The press handout is good on the history, but vague on the delay: 'In 1979, Radio 3 funded Mike Leigh to produce a play exploring a subject matter too difficult to tackle in a non- sensational manner on stage or film, but ideally suited to sound alone. The subject: sexual relationships, specifically a young woman going through the crisis of losing her virginity.' So why has it taken this 'ideal' subject 13 years to get on air?

The play was commissioned when Stephen Hearst was Controller of Radio 3. Leigh tells me he had 'an aversion to radio drama - all that standing round microphones' but was convinced to have a go when he was given the budget to try recording on location. But while the play was in production, the Radio 3 baton passed from Hearst to Ian McIntyre, who refused to broadcast it. His explanation, Leigh recalls, was that the play was 'banal, uninteresting, unworthy'. Leigh and producers who spoke up for him have another theory: the scene where the driving instructor seduces his pupil features several minutes of whooping and grunting, and McIntyre was known to take a somewhat puritanical view of drama.

A year ago, Leigh approached Radio 3 again and asked if it would broadcast the play, but was told it was 'past its shelf- life'. He is as surprised as anyone that it has finally been paroled. Having heard it, I have to agree with Leigh that 'it's not Hamlet or King Lear', but it is a gloriously, painfully comic piece. It has a vocabulary worthy of Bennett and a Pinteresque line in domestic demotic. 'Catching many rats these days, Mr Payne? What with the advances in hygienics.' It is in a different creative universe from most radio drama.

POOR John Drummond's attempts to convince anyone of the seriousness of his 'European Arts Festival' suffered a blow last weekend with the flop of its opening night at Covent Garden - a feeble romp through Rossini's Il viaggio a Reims which the assembled diplomatic corps applauded, naturally, but could be heard deriding in the coat queue afterwards. The public, meanwhile, voted with their feet. The organisers had fixed up a free, live relay on a big screen in the piazza outside and expected a crowd of 8,000, whose grateful cheers would be personally received by the cast at the end while Drummond and his ambassadorial friends looked on. But it was wet, the turn-out modest (almost down to tramps and stragglers after three hours), and the cast stayed in the warm, 'to protect their voices' as a Royal Opera spokesman tactfully put it. I'd have liked to be a fly inside the diplomatic bags the next day.
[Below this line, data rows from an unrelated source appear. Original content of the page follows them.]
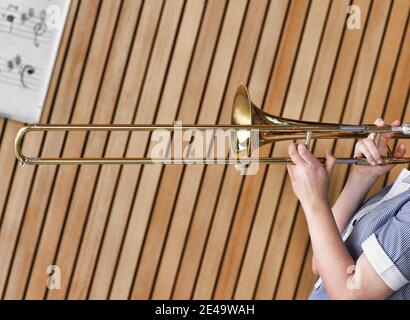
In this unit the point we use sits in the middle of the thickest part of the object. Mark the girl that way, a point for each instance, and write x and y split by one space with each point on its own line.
371 260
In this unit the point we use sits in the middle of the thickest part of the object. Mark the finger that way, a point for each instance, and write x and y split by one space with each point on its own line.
374 151
330 161
307 155
290 170
379 122
395 123
400 151
366 153
294 154
389 135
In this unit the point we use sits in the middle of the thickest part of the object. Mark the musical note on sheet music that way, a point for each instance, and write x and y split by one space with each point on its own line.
27 24
30 34
15 72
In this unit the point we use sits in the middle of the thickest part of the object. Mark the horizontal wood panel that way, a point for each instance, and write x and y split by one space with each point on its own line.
189 232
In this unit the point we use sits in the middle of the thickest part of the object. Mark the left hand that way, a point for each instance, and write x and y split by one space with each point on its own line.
309 177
A WELCOME addition to the ranks of cheaper record shops this week: The Music Catalogue, a discount mail-order firm whose USP is a full-colour catalogue. As well as the name of each disc, you get a picture of the sleeve and a short blurb. The person behind

it, Mike Conlin, said research showed that people 'love to see the sleeves - it reminds them of the vinyl LPs they had 10 years ago'. The blurbs are a bit hit-and-miss, but the selection is sound and the discount's not to be sniffed at: three-quarters of the CDs offered are under pounds 10. The catalogue costs pounds 5; P&P is pounds 1.50 per order. For details ring 0963 33636. And remember: don't pay full price if you can help it - especially now there are signs that the chainstores are taking the hint.